これは、以下の 6 つのモジュールについて適用され、各統合ごとにサブモジュールに分割されました。結合されたモジュールは非推奨であり、Node.js 以外では機能せず、将来のバージョンで削除されます。

  • langchain/llms を使用していた場合は、LLMs を参照して更新されたインポートパスを確認してください。
  • langchain/chat_models を使用していた場合は、Chat Models を参照して更新されたインポートパスを確認してください。
  • langchain/embeddings を使用していた場合は、Embeddings を参照して更新されたインポートパスを確認してください。
  • langchain/vectorstores を使用していた場合は、Vector Stores を参照して更新されたインポートパスを確認してください。
  • langchain/document_loaders を使用していた場合は、Document Loaders を参照して更新されたインポートパスを確認してください。
  • langchain/retrievers を使用していた場合は、Retrievers を参照して更新されたインポートパスを確認してください。
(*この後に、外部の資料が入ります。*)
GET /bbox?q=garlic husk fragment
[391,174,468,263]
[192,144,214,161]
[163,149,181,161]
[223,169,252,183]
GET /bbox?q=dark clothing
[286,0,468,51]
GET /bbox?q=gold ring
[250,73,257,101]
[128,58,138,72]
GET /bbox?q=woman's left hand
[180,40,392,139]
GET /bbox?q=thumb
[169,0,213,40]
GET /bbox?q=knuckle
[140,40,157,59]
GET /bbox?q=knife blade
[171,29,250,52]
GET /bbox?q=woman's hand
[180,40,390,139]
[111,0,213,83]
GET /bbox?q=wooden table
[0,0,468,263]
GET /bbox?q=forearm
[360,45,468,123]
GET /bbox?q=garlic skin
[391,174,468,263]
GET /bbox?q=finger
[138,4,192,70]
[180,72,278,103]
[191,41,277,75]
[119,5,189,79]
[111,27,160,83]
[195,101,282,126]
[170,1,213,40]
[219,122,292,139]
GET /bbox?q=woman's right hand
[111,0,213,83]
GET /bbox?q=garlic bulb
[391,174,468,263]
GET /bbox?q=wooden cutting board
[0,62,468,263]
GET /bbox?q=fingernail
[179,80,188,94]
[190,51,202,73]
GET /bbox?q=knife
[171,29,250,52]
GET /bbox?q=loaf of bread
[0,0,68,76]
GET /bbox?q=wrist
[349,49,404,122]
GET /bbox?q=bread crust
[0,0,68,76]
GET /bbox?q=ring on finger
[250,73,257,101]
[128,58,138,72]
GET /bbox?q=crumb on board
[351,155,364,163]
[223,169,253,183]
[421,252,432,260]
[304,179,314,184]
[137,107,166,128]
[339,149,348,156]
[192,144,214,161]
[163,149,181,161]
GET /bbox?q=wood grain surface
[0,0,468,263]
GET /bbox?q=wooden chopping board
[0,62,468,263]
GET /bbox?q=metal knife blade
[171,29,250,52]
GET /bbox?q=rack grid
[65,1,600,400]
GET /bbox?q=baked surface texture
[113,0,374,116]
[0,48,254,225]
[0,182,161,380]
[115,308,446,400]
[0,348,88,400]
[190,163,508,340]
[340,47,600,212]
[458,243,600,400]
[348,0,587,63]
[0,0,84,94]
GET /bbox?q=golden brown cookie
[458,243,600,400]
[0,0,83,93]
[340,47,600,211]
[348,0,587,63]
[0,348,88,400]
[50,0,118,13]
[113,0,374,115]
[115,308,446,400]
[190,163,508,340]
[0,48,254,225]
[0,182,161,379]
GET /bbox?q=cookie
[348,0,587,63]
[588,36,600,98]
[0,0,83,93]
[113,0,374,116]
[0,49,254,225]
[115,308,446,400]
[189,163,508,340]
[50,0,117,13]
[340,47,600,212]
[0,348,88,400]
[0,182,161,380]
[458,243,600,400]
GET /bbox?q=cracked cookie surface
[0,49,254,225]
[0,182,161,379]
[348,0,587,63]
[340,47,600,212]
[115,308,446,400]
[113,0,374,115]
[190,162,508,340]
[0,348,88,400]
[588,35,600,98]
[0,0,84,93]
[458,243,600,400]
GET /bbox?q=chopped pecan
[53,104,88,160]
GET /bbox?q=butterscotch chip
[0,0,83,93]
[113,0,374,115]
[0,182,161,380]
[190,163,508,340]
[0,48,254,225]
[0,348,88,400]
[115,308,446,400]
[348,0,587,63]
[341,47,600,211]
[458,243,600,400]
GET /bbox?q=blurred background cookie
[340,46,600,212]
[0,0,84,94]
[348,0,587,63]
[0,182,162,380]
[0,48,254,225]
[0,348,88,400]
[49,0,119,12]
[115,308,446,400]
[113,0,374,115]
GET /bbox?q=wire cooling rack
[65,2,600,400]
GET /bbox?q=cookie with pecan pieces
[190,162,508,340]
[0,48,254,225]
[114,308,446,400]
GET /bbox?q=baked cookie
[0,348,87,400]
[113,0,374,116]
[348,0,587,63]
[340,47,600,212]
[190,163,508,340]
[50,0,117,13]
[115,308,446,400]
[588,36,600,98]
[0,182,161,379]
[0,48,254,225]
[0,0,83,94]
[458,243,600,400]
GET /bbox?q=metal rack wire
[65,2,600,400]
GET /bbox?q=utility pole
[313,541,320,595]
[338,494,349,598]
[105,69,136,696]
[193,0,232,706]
その他のモジュールはこの変更の影響を受けず、引き続き同じパスからインポートできます。

また、新しい環境をサポートするために必要ないくつかの破壊的な変更があります。

  • import { Calculator } from “langchain/tools”; は、import { Calculator } from “langchain/tools/calculator”; に移動しました。
  • import { loadLLM } from “langchain/llms”; は、import { loadLLM } from “langchain/llms/load”; に移動しました。
  • import { loadAgent } from “langchain/agents”; は、import { loadAgent } from “langchain/agents/load”; に移動しました。
  • import { loadPrompt } from “langchain/prompts”; は、import { loadPrompt } from “langchain/prompts/load”; に移動しました。
  • import { loadChain } from “langchain/chains”; は、import { loadChain } from “langchain/chains/load”; に移動しました。

サポートされていない環境: Node.js 16

LangChain は Node.js 16 をサポートしていませんが、それでも Node.js 16 上で LangChain を実行したい場合は、このセクションの手順に従う必要があります。ただし、将来的にこれらの手順が機能しなくなる可能性があるため、サポートは保証されません。

次のいずれかの方法で fetch をグローバルに利用できるようにする必要があります。

  • NODE_OPTIONS='--experimental-fetch' node ... のようにアプリケーションを実行するか、
  • node-fetch をインストールし、こちらの手順に従います。

さらに、structuredClone をポリフィルする必要があります。たとえば、core-js をインストールし、こちらの手順に従ってください。

Node.js 18+ をご利用の場合は、特に何もする必要はありません。